In the pathological state, MPV is related to platelet activity [26]. Research shows that large platelets have more cell particles, show higher expression of adhesion molecules, and can be activated faster, which will lead to excessive platelet activity and increase the risk of clot formation [27]. At the same time, these cells migrate rapidly to sites of inflammation, where they will be activated and consumed, which may explain the decline of MPV in patients with persistent inflammation [28]. In our study, we demonstrated that the MPV was negatively correlated with the endoscopic activity index. This is similar to previous studies [29,30,31]; low levels of MPV may indicate mucosal inflammatory activity in UC.

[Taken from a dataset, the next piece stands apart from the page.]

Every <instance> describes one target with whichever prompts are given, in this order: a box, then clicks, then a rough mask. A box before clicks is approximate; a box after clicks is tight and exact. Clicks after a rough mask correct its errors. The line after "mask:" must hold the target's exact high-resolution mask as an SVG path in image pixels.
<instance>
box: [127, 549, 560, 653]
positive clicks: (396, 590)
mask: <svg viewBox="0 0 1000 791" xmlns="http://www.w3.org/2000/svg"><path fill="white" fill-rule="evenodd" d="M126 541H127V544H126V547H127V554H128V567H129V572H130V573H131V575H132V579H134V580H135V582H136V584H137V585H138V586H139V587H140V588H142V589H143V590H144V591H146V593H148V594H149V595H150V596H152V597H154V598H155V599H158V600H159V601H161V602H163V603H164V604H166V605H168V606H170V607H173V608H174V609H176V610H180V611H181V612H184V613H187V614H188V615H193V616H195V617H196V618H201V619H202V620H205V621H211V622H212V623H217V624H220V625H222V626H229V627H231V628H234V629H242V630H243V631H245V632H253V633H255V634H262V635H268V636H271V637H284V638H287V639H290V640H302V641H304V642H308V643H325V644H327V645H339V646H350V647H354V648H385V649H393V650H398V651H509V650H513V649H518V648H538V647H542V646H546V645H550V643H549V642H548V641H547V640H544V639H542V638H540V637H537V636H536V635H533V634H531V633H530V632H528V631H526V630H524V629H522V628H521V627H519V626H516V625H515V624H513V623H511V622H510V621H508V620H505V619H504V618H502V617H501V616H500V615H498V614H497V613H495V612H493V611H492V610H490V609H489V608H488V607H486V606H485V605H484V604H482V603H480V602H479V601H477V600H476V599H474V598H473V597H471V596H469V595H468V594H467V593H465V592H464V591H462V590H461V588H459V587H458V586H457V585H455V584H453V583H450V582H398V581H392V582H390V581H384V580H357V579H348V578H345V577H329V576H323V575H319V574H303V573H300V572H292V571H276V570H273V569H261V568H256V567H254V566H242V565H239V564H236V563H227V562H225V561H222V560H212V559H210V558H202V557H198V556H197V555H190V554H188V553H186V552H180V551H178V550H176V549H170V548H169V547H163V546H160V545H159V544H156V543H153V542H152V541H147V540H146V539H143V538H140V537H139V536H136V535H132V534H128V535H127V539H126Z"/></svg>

Among the non-invasive markers, CRP is widely used to assess the presence of acute or chronic inflammation. However, compared with the permeability inflammation of CD, UC inflammation is limited to the intestinal mucosa and has a low correlation with systemic activity [5]. Therefore, its performance is lower in UC. At critical values of 0.3 or 0.5 mg/dL, its sensitivity and specificity are poor [32]. In recent years, the sensitivity of CRP detection has been improved [8]. Hs-CRP can detect values below 0.3 mg/dL and is related to the clinical and endoscopic activity of UC [8]. In the MES group and MES-E3 groups, the cutoff values of hs-CRP for endoscopic activity were 5.32 mg/L (AUC 0.850, sensitivity 77.6%, specificity 81.9%) and 5.16 mg/L (AUC 0.902, sensitivity 86.9%, specificity 85.4%), respectively, showing good diagnostic efficacy in evaluating endoscopic activity. The CAR, derived from CRP, was initially used as a new predictor to identify critical patients. Few previous studies have evaluated CAR in IBD patients. One study showed a correlation between CAR and Crohn's disease activity [11]. In a study by Chen et al. [33], CAR (AUC 0.925, sensitivity 75.8%, specificity 92.0%) was found to be an independent predictor of UC and CD disease to distinguish between remission and active periods. In our study, the diagnostic efficacy of CAR (MES group: AUC 0.853, sensitivity 76.8%, specificity 84.8%; MES-E3 group: AUC 0.904, sensitivity 81.8%, specificity 89.6%) was similar to that of hs-CRP, showing a good predictive value for endoscopic activity in E3 patients.

Conclusion

In conclusion, hs-CRP and CAR are closely related to the activity of UC endoscopic grading in UC patients. After adjusting for the influence of confounding factors, hs-CRP, CAR, NLR, and PLR may be effective markers to distinguish the endoscopic activity of UC. Among them, hs-CRP and CAR reflect the mucosal activity of UC endoscopy, while an increase in MPV may indicate the reduction of UC mucosal inflammation. When selecting the appropriate cut-off values to determine disease activity, especially the pancolitis group, hs-CRP and CAR showed higher classification and diagnostic values compared to CBC parameters. As such, they offer simple, economic, and effective predictors of UC endoscopic activity. According to this study, the above indicators can be used to measure UC mucosal activity, but validation through the subsequent, large-sample, multi-center cohort studies is necessary. By identifying these factors in the clinic, we can reduce some of the risks associated with endoscopy, adjust treatment strategies, provide more individualized maintenance treatments before patients show symptoms of clinical activity, and block the progress of the disease, these approaches are beneficial to patients who require interventions and those with inactive UC who can be allowed to discontinue medication usage.